P1030406Speaking to Auto Components India, the Executive Director and CEO of Highco Engineers, Tapas K Sahu said the objective for the company to make non-automotive parts is to derisk the business. This is because of downturn in the auto industry that used to occur once in 6 years earlier is now relapsing within 3 to 4 years. Moreover, the duration of the present slowdown is the longest in the history. Its a double whammy as the length of the slowdown is longer and recurs in less than 4 years; therefore, Highco is looking at options to enter non-automotive, he said.

Elaborating his views, Sahu said that till few years ago Tata Motors had the major market share but off late 7 to 8 competitors have come in to the market. For the component maker that is based in Jamshedpur, where the logistics is anything to write home about, the dire need is to change the strategy and get in to businesses like material handling or have customers who are in a segment that is not affected much by recession such as cranes etc.

The company is working with Kolkata headquartered Tractors India (TIL). It is also looking at catering to Indian Railways that has standard requirements. “The idea is to eliminate dependency on a single sector,” he said. Initially, the company began with a single customer
and gradually acquired multiple customers but in the same segment. When asked to elaborate on the components  the company plans for the
non-automotive segment Sahu said Highco will be looking at supplying parts for conveyor, cabins and fabricated assemblies for material handling
equipment manufacturers. It will also be looking at supplying parts for concrete mixers. It is currently developing cabins for TIL. Besides, it has plans to supply bigger parts for the railways weighing 2 to 3 tonne like short and long hoods for the complete engine. It is in talks with Diesel Locomotive
Works, Waranasi for the entire carriage and the engine frame.

Asked about opportunities from the new players in the CV space who are very quality conscious but still want  something from Indian suppliers, he said it is necessary to consider some issues including the location since the logistics cost for sheetmetal component is generally high. For example logistics becomes an issue if a skin panel is to be transported. The damages and dents in transit are so high,that the customer will not accept the component; therefore, the losses are steep. He continued that they are the single largest component manufacturer for Tata Motors ‘Prima’ truck series supplied worldwide which is equal to or much better than the product fielded by the newcomers. Highco has invested Rs 18 crore on their world truck project, he indicated. Sheet metal work is labour intensive and low technology – just a pressing activity that they do. Therefore, the value addition comes from assemblies and hence Highco is focusing on it. Secondly, customers’ requirements are going up to such an extent that things are not becoming viable.

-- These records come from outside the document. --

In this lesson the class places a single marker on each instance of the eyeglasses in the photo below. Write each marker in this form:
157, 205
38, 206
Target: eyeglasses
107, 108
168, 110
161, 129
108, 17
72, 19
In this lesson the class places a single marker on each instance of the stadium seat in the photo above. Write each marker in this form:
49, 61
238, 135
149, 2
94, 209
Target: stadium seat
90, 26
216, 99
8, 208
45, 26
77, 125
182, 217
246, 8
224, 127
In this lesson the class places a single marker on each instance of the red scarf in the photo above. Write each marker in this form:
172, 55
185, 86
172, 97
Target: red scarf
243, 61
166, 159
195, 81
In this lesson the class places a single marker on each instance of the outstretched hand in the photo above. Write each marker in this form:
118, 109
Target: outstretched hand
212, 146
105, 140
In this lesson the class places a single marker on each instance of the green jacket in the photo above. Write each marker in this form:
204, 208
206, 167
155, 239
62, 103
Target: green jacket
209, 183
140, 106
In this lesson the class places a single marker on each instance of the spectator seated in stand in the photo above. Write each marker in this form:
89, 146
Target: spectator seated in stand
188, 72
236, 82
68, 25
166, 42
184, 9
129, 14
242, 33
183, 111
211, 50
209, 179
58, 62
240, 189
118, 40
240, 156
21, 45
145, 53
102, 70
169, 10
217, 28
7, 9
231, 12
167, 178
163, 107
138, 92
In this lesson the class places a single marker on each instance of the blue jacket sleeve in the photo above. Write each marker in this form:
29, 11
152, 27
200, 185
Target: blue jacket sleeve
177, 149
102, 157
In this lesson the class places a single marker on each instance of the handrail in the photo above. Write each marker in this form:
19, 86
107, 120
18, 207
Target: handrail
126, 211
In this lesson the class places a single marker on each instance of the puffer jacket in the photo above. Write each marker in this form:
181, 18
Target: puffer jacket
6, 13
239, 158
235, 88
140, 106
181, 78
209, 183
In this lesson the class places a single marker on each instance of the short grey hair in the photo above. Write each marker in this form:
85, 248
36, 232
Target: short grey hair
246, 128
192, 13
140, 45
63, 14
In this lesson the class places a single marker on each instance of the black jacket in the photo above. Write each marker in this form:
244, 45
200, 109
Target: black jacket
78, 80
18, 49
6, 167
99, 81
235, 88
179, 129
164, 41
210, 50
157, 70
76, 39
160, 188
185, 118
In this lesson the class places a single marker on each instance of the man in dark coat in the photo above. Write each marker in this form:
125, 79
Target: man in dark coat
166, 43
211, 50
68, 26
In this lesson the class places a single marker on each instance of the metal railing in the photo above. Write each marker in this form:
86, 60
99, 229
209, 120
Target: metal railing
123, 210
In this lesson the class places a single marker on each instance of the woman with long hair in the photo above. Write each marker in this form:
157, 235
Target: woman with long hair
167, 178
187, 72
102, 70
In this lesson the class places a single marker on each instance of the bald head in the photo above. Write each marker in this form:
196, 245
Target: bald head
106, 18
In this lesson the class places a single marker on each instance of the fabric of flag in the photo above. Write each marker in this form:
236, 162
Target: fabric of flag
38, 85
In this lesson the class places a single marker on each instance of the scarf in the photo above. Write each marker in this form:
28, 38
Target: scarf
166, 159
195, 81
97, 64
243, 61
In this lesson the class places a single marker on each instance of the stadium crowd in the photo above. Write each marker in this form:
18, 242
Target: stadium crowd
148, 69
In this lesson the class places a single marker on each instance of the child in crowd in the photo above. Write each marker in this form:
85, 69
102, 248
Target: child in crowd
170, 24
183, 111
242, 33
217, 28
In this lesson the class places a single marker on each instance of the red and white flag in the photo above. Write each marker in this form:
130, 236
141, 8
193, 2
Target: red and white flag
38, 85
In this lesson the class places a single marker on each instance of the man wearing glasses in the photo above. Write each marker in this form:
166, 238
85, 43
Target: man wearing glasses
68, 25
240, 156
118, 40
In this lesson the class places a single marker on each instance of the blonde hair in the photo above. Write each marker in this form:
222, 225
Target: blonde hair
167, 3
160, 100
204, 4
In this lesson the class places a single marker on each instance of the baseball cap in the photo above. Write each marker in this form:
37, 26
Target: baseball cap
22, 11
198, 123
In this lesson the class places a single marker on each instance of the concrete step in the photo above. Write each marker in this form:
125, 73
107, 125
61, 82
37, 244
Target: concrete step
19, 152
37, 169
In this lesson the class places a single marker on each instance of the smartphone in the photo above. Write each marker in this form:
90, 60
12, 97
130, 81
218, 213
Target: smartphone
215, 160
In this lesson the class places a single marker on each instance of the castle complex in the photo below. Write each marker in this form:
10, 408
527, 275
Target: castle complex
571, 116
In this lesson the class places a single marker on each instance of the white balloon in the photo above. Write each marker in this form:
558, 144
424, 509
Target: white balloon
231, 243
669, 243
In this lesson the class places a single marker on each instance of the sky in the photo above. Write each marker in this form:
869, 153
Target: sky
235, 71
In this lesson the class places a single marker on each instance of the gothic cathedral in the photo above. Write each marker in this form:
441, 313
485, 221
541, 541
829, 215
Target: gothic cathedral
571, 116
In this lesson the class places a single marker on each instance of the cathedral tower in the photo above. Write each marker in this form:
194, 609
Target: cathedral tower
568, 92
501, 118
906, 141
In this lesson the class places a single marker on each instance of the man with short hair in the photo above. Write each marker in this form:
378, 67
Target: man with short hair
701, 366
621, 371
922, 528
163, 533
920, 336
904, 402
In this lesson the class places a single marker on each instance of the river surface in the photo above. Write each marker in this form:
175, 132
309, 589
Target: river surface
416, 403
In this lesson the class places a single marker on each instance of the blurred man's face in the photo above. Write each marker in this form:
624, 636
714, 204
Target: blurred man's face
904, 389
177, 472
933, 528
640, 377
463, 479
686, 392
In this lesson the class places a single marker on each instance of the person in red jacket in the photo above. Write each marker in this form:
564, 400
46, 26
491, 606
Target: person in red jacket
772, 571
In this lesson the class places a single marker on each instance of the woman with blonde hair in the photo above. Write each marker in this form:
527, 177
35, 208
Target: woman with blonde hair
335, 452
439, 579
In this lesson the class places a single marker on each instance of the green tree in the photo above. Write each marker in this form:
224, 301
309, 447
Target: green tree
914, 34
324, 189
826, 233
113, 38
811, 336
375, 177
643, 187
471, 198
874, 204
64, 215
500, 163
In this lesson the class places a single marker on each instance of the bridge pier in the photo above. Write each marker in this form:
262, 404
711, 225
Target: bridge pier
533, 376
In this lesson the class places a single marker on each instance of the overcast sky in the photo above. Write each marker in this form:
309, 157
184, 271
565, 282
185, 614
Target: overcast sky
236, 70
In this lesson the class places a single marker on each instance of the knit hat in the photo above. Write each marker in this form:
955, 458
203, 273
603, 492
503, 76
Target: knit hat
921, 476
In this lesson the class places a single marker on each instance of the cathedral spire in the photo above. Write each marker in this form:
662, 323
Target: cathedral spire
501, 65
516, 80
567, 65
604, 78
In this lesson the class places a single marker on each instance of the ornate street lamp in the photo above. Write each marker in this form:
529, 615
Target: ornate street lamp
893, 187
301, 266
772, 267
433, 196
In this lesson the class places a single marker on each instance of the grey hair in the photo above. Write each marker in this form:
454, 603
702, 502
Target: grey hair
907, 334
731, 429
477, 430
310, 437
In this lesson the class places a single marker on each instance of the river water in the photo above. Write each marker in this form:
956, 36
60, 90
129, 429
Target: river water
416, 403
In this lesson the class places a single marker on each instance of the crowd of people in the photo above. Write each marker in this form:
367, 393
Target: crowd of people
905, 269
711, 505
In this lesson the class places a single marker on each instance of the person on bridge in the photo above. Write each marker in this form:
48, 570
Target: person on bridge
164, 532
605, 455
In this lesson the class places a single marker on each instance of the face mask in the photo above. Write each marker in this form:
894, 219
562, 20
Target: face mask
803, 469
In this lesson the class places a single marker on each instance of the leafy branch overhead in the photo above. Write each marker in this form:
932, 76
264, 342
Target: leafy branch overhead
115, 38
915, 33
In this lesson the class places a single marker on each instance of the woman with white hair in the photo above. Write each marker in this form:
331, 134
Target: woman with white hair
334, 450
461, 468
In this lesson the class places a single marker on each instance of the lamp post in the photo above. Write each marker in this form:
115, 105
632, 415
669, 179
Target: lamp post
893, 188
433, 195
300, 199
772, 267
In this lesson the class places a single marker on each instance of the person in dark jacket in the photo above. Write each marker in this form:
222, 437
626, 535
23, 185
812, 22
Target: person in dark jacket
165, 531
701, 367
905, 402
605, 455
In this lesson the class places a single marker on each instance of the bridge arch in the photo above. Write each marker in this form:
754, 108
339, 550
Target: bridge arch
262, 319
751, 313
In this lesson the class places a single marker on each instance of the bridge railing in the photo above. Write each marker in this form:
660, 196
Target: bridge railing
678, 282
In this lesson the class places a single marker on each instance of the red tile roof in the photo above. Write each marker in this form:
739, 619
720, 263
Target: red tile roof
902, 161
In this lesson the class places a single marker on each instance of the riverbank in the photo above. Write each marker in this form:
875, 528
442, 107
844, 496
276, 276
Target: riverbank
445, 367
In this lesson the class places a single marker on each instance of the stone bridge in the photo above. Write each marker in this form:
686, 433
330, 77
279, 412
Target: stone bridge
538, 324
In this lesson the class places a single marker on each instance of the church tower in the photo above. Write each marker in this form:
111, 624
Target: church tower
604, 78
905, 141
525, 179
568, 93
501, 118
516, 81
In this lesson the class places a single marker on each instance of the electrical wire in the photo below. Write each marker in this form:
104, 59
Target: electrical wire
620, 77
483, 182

Coming to the funds required he said that sheet metal components require huge investments; multiple large machines, each costing Rs 1.5 crore to Rs 2 crore are required. Besides, it is location dependent, due to logistics constraints. “We were planning to put up a factory in Lucknow and even purchased lands, but had to stop because of the slowdown. All the supplies are going from Jamshedpur as of now; however, it will not be for long. Since the customers are paying for the logistics cost, they will insist us to have local operations,” he said.

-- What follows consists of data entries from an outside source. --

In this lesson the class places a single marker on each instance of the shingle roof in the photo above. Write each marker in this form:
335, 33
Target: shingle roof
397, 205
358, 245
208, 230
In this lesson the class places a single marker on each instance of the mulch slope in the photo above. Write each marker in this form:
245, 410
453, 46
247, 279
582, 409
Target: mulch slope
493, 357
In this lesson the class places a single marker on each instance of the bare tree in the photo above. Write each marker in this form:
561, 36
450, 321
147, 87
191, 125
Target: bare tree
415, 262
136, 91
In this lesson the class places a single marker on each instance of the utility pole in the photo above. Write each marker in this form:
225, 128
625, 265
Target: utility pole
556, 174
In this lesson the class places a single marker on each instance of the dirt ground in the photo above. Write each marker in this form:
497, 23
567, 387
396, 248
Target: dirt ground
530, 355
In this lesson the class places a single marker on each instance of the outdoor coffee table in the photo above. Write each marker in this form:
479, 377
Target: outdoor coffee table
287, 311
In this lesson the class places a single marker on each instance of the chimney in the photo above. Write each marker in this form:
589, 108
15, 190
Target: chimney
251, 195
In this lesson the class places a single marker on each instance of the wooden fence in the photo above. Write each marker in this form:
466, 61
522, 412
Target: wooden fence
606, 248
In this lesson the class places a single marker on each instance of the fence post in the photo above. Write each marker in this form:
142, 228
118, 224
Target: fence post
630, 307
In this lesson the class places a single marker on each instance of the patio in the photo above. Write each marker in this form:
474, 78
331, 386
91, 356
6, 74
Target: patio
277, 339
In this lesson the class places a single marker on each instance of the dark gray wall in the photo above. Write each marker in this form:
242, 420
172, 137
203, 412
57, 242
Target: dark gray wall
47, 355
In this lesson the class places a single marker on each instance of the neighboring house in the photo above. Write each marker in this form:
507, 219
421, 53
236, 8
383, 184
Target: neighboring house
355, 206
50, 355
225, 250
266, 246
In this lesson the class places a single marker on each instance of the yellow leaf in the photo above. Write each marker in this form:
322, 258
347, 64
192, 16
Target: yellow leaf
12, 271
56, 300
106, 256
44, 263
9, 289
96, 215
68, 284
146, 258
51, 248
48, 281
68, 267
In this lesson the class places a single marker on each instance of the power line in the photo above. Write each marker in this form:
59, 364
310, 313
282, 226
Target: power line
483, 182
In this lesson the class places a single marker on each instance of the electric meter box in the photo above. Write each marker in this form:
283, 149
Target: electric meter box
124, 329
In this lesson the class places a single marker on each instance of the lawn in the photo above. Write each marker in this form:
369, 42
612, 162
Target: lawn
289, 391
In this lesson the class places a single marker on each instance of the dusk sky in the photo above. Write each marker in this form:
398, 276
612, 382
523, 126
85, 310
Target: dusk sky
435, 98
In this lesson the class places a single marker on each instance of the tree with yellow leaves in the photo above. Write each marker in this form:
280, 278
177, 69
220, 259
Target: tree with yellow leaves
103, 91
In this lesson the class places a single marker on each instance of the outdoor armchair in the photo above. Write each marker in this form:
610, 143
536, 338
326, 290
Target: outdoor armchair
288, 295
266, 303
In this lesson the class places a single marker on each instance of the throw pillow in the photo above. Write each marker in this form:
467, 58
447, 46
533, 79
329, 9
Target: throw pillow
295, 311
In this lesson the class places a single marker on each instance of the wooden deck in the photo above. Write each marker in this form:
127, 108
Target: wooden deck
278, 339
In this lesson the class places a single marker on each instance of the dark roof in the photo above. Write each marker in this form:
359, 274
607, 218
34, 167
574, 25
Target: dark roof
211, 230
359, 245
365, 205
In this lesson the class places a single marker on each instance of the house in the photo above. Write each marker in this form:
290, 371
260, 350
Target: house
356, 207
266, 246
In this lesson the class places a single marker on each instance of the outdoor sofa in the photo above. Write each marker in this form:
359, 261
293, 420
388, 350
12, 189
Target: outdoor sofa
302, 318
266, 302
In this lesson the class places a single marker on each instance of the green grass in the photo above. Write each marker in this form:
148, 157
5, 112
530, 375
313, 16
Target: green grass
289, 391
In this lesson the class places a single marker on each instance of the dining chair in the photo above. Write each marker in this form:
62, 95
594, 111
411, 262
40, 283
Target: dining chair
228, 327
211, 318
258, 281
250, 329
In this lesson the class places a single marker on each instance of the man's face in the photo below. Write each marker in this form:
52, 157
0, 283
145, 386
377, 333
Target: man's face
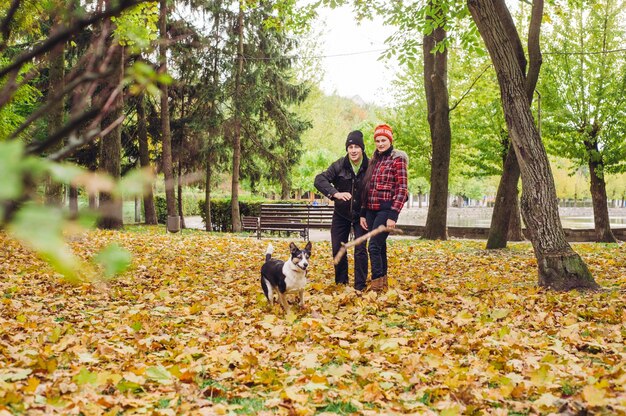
382, 143
355, 153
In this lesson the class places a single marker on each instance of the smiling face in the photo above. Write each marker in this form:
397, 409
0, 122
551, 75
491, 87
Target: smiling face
355, 153
382, 143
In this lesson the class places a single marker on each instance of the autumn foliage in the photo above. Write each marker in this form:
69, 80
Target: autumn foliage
186, 330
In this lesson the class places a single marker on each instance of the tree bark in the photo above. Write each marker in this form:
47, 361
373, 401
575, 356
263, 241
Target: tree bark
144, 160
602, 225
208, 225
56, 84
168, 169
506, 200
505, 220
73, 202
180, 194
559, 267
436, 88
234, 202
111, 146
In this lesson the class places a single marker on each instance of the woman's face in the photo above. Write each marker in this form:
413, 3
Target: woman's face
382, 143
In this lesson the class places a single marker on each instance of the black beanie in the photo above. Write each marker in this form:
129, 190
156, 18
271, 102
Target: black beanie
355, 137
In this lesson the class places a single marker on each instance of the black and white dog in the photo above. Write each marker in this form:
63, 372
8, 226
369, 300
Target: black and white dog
282, 277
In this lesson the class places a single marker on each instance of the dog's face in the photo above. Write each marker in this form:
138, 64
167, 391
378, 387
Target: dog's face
300, 257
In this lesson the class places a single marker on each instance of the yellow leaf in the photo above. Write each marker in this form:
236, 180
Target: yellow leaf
31, 385
594, 396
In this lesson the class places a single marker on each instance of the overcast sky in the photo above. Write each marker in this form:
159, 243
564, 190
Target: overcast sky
357, 71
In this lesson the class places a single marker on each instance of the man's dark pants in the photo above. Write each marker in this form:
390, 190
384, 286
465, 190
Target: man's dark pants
340, 232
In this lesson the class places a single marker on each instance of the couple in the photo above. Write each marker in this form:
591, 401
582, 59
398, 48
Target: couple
367, 194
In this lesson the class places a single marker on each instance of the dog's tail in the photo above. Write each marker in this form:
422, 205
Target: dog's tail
269, 251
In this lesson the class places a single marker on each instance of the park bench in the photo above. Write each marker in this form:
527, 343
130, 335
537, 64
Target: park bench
289, 218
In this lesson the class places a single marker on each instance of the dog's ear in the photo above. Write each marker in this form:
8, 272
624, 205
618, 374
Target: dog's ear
293, 247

Sahu clarified that, “the dynamics have changed in this business – you need to have volumes to sustain yourself; if you are working with low volumes then survival becomes an issue. Today the main problem with Tata Motors is volume. All of us in Jamshedpur have grown with Tata Motors in the last several years; people with annual turnover of Rs 5 lakh have reached to Rs 5 crore on a monthly basis.” The OEM is also having problems as competition is growing and requirements are going up, which they have to satisfy to compete and stay in the business.

On a suggestion of sending some CKD parts for frames and creating a small assembly facility near the customer he said this was the plan to start with for the Lucknow plant. “For the first one and a half years we have planned to send CKD parts and have a small team to assemble near the site because investing Rs 8 to Rs 10 crore on a new plant did not make sense. We don’t get a penny extra from the customer for that; only thing is the logistics problems are reduced. At the end of the day we should be very aware that it is a competitive market; if the customer says to reduce cost we have to reduce and it is just a matter of time because as things become difficult for the customer so will it also become difficult for us. We need to find innovative ways for cost reduction and do value engineering. It has to be a continual progression, covering process, materials and other activities; customers are also trying to do this; for instance, trying to convert from steel to carbon fibre and finding other alternatives.”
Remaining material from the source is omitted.